Striae (or stretch marks) and skin tags are conditions that may be exacerbated by, although are not unique to, pregnancy.
Striae are linear tears in dermal connective tissue that are often initially red or purple in color and occur in approximately 50% to 80% of women. These marks may be pruritic and can appear in multiple locations including the abdomen (most commonly), breasts, thighs and buttocks, and axilla and groin. Risk factors for development of striae include having a maternal history, young age, race (increased in nonwhite), higher initial body mass index, higher weight gain, increased circumference of abdomen and hips, and fetal macrosomia. Patients with striae have an increased future incidence of pelvic organ prolapse. There is no known effective topical treatment for striae. Many dermatologists recommend frequent use of moisturizer because dry skin is generally more susceptible to wear and tear. Pulsed dye laser is helpful to decrease redness of early striae, but there is currently no evidence whether this treatment has better outcomes than long-term observation.
Skin tags are soft, pedunculated or papular growths consisting of fibrous connective tissue and epithelial tissue that are either similar in color to a person's skin tone or dark brown. They are not unique to pregnancy, but patients may notice an increase in number during the gestational period. Common locations for these to appear are the neck, axilla, or groin, and they tend to persist after delivery. Treatment is relatively simple with electrocautery or sharp removal in the outpatient setting.
Vascular changes affecting the skin in pregnancy are primarily due to increases in vascular proliferation due to changes in hormone levels.
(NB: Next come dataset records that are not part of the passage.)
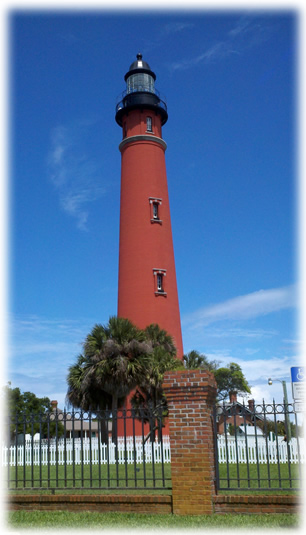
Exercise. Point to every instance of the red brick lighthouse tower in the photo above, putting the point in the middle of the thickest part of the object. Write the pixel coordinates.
(147, 289)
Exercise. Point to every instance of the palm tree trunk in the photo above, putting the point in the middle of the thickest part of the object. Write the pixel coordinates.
(114, 417)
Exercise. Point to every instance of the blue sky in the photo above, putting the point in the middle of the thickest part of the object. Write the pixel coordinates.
(230, 79)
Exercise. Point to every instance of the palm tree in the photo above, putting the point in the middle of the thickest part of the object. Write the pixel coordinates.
(113, 364)
(149, 398)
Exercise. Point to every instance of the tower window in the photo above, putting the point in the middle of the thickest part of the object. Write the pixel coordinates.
(155, 210)
(155, 204)
(149, 124)
(160, 281)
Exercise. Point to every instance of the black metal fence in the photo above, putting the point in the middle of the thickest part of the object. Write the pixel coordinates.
(78, 450)
(258, 447)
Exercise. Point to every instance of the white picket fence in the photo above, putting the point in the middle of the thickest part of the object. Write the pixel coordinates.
(86, 452)
(261, 451)
(91, 451)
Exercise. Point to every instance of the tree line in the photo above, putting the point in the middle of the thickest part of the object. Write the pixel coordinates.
(118, 360)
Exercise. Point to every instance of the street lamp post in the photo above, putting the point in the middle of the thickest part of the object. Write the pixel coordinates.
(288, 427)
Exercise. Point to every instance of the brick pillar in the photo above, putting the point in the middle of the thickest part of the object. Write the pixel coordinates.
(190, 396)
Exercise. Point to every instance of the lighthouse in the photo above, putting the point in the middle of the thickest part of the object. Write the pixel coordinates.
(147, 287)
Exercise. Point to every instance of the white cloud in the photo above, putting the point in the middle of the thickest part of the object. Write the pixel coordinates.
(247, 32)
(259, 303)
(74, 170)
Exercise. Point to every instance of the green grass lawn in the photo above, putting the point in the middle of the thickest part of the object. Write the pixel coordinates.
(63, 519)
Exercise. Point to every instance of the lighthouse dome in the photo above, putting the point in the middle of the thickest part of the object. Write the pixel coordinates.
(139, 66)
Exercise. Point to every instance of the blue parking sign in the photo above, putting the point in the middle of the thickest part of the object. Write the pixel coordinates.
(298, 380)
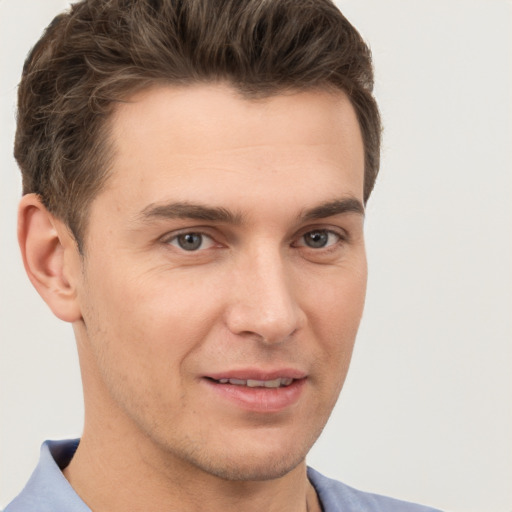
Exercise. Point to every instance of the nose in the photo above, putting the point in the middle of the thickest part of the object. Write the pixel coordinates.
(263, 303)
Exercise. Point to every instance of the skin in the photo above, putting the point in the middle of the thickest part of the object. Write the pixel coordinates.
(152, 319)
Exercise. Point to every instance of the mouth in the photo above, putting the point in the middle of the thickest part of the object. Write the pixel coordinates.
(280, 382)
(257, 391)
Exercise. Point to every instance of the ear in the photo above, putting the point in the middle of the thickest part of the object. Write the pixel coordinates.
(50, 256)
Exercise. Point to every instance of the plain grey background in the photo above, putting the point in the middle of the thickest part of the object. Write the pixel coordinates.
(426, 412)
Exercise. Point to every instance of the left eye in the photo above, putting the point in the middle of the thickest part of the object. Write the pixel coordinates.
(192, 241)
(319, 239)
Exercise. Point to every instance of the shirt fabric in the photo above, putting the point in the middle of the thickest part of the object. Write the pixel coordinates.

Telangiectasias are persistently dilated blood vessels that can be seen through the skin. A spider angioma is a central arteriole with radiating vascular legs that is most predominant in sun-exposed areas. Most of these regress spontaneously, but persistent lesions can be treated with laser ablation or low-energy electrocoagulation. Many pregnant women also experience palmar erythema, which requires no treatment and resolves spontaneously after delivery.
Pyogenic granuloma is a vascular lesion that can present in pregnancy and can cause particular concern because of the symptoms/presentation. These lesions are red, nodular, and often pedunculated. They are often ulcerated and can have a purulent-appearing discharge. They most often appear on the gums, scalp, fingers, toes, and upper trunk but can appear anywhere. The name is a misnomer because a true granuloma is macrophage dominant, and these lesions are composed mostly of proliferating blood vessels and some other inflammatory cells. Treatment is surgical excision or electrocautery but is commonly delayed until after delivery because some lesions will spontaneously regress.
Pigmentation changes are very common in pregnancy with up to 91% of women experiencing hyperpigmentation. The areola and genitals are the most common areas of the skin to be affected. Additionally, many women develop a linea nigra, which is hyperpigmentation of the linea alba (the longitudinal line that runs along the midline of the abdomen).
Melasma is a hyperpigmentation of the face that occurs in up to 70% of pregnant women and commonly appears on the forehead, cheeks, and bridge of the nose. Women are advised to use sunscreen (sun protection factor 15 or greater) and avoid sun exposure to prevent melasma and minimize the hyperpigmentation. Discoloration improves for a majority of women shortly after giving birth. In persistent cases, treatment is available with a variety of topical options but can require a prolonged treatment course.
Pregnant women can experience changes or enlargement of existing nevi or appearance of new nevi during pregnancy. The incidence of changes in or development of new melanoma during pregnancy is no greater in pregnant women than in nonpregnant women. Women should still be encouraged to have any changing or new nevi examined during pregnancy.